Part I.A: Deficiencies that were of such significance that we believe the firm, at the time it issued its audit report(s), had not obtained sufficient appropriate audit evidence to support its opinion(s) on the issuer’s financial statements and/or ICFR.

For 2023, PwC had a deficiency rate of 18% compared to 9% in 2022. For the past three years, deficiencies have been showing an increasing trend. It makes one think. Why did PwC have a lower deficiency for audits performed in 2021 when its audit professionals were largely remote?

Audit Deficiencies Chart

The key thing to note is this statement within the inspection report “In connection with our 2023 inspection procedures for one audit, the issuer revised its report on ICFR, and the firm revised its opinion on the effectiveness of the issuer’s ICFR to express an adverse opinion and reissued its report.

Looking at the trends over the years revenue continues to be an area of focus for PCAOB followed by Goodwill.
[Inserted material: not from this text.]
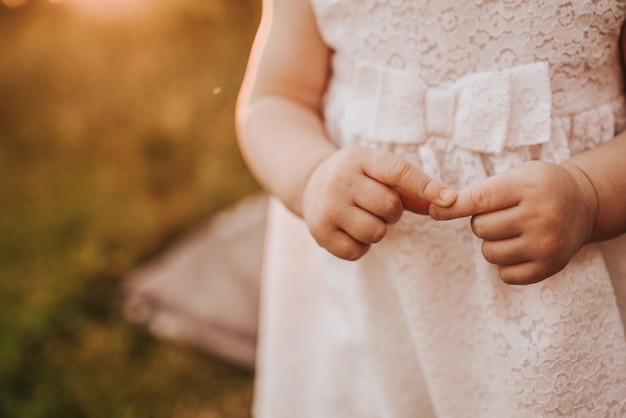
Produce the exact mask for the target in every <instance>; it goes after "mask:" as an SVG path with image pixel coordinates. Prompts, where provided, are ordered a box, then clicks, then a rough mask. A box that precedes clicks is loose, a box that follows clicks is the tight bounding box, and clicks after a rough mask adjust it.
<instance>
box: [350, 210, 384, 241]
mask: <svg viewBox="0 0 626 418" xmlns="http://www.w3.org/2000/svg"><path fill="white" fill-rule="evenodd" d="M339 227H340V228H341V229H342V230H343V231H344V232H346V233H347V234H348V235H350V236H351V237H352V238H354V239H355V240H357V241H359V242H362V243H364V244H374V243H377V242H379V241H380V240H382V239H383V238H384V237H385V234H386V233H387V224H386V223H385V222H384V221H383V220H382V219H380V218H379V217H377V216H375V215H373V214H371V213H370V212H367V211H365V210H363V209H360V208H357V207H354V206H353V207H351V208H349V209H347V210H346V211H345V212H344V214H343V216H342V217H341V219H340V222H339Z"/></svg>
PwC had no deficiencies in revenue and goodwill in the prior years. However, they had 3 deficiencies in this area for 2023. Revenue deficiencies related to “substantive testing of, and testing controls over, revenue, including arrangements with multiple performance obligations” while goodwill deficiencies related to “evaluating intangible assets for possible impairment or testing controls over the review of impairment indicators“.

Audit Deficiencies by Category

Audit Deficiencies by Category (2021-2023)

Category 2021 Audits with Part I.A deficiencies 2021 Audits reviewed 2022 Audits with Part I.A deficiencies 2022 Audits reviewed 2023 Audits with Part I.A deficiencies 2023 Audits reviewed
Revenue and related accounts 0 36 0 48 3 39
Goodwill and intangible assets 0 14 0 5 3 13
Business combinations 1 5 2 24 1 6
Inventory 0 12 1 14 1 17
Long-lived assets 1 13 0 4 1 4

In regards to compliance with independence rules, the PCAOB did not identify any instances of non-compliance. PwC through its internal independence monitoring activities had identified 75 instances of violation across 51 issuers.

Overall, we do see an increase in deficiency rates for PwC. When compared to other audit firms, those deficiency numbers are not excessive. Shows that quality initiatives is an ongoing activity and needs to regularly revamped and reinvented.